Holiday flights to Spain could be at risk as Ryanair signals further cuts over rising airport fees.
Ryanair threatens to axe more flights to Spain
The low-cost airline Ryanair has warned it may reduce more routes to Spain after airport operator Aena proposed annual fee increases of 3.8% between 2027 and 2031.
The airline says the rising charges could make some routes unviable, particularly to regional destinations that rely heavily on budget carriers.
Eddie Wilson, Ryanair’s chief executive, said: “Next winter we will make further cuts to regional airport services and I remind you that our total traffic in Spain for this summer will only grow by 0.5% cent compared to 9% in Italy, 11% in Morocco or 20% in Poland.”
He added that Aena’s pricing strategy was “regrettable, but not surprising”, accusing the operator of maintaining an “airport monopoly” and claiming regional airports in Spain were often underused.

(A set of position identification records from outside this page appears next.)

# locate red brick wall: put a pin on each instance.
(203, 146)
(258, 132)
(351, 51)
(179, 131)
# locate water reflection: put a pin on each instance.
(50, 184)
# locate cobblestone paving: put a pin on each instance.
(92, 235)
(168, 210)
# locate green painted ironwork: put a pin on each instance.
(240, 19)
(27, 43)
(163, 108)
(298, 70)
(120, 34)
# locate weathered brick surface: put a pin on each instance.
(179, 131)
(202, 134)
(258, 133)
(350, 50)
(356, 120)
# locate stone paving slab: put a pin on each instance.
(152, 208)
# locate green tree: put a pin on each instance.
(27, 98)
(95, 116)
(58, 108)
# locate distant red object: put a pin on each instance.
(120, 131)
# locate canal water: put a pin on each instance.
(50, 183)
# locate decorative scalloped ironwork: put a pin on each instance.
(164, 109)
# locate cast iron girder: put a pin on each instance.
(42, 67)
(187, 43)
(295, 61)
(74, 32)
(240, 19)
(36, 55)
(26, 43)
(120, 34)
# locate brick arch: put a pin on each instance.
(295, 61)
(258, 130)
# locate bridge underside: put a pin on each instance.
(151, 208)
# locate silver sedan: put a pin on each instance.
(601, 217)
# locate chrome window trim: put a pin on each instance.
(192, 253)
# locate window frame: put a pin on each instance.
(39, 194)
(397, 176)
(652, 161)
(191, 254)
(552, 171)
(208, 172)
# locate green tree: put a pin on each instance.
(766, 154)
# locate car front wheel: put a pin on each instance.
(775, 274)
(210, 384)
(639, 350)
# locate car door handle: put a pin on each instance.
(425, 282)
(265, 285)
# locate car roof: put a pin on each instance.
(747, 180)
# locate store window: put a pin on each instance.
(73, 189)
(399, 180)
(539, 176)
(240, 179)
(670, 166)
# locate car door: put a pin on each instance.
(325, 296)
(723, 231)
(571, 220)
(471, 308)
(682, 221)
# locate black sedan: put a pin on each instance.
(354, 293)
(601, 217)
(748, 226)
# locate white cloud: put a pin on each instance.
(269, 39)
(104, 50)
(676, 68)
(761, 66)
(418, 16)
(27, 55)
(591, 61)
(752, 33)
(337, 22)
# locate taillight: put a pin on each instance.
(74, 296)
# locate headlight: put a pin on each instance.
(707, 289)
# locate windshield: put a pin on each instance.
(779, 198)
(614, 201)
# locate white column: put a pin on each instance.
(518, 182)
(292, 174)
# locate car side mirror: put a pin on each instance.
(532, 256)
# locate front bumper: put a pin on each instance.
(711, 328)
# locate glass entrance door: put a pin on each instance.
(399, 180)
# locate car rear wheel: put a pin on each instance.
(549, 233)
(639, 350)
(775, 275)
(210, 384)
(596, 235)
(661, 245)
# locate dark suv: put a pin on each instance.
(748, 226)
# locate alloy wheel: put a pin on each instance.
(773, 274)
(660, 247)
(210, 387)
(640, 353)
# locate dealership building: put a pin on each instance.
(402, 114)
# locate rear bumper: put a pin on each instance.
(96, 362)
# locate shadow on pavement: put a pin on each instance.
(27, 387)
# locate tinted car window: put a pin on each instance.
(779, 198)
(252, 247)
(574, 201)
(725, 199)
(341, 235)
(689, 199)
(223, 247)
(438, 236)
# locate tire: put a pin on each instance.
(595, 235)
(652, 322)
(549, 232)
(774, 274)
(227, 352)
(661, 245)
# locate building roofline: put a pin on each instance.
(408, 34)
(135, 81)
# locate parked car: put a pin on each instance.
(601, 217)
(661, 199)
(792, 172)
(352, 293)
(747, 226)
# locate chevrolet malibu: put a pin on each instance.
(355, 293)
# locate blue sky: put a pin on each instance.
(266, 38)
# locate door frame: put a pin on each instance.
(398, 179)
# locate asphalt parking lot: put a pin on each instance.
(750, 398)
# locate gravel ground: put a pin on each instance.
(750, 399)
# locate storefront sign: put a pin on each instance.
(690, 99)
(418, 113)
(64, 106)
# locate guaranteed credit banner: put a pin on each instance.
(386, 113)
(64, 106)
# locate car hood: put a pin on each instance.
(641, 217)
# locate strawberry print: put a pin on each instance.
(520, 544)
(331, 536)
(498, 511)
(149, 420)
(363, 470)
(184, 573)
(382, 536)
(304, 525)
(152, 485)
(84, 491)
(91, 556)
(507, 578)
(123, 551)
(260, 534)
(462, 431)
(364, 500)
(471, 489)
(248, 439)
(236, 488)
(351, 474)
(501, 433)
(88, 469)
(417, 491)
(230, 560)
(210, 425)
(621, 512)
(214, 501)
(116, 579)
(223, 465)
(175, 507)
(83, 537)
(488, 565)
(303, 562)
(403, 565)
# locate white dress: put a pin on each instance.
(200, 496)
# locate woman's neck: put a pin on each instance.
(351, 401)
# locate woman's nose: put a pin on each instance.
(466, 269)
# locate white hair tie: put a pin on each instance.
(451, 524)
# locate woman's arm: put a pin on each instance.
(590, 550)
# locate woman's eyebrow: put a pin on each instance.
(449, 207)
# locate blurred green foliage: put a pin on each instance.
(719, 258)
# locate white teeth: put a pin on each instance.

Wilson warned that if fees continue to rise, even major Spanish airports could become “uncompetitive”, with the airline instead shifting capacity to destinations such as Albania, Sweden, Italy and Morocco where costs are lower.
Aena has defended its plans, saying the increases are needed to support a €13bn investment programme across Spain’s airport network.
It said the funding would ensure safety, maintenance and future capacity, under its “every airport counts” strategy.
For travellers, the dispute raises the prospect of fewer budget options to Spain at a time when demand for Mediterranean holidays remains strong and airlines across Europe are reassessing route profitability amid rising operating costs.
Industry observers say the situation highlights a wider pressure across European aviation, as airports and airlines continue to clash over who should absorb rising operational costs, and how much of that is ultimately passed on to passengers.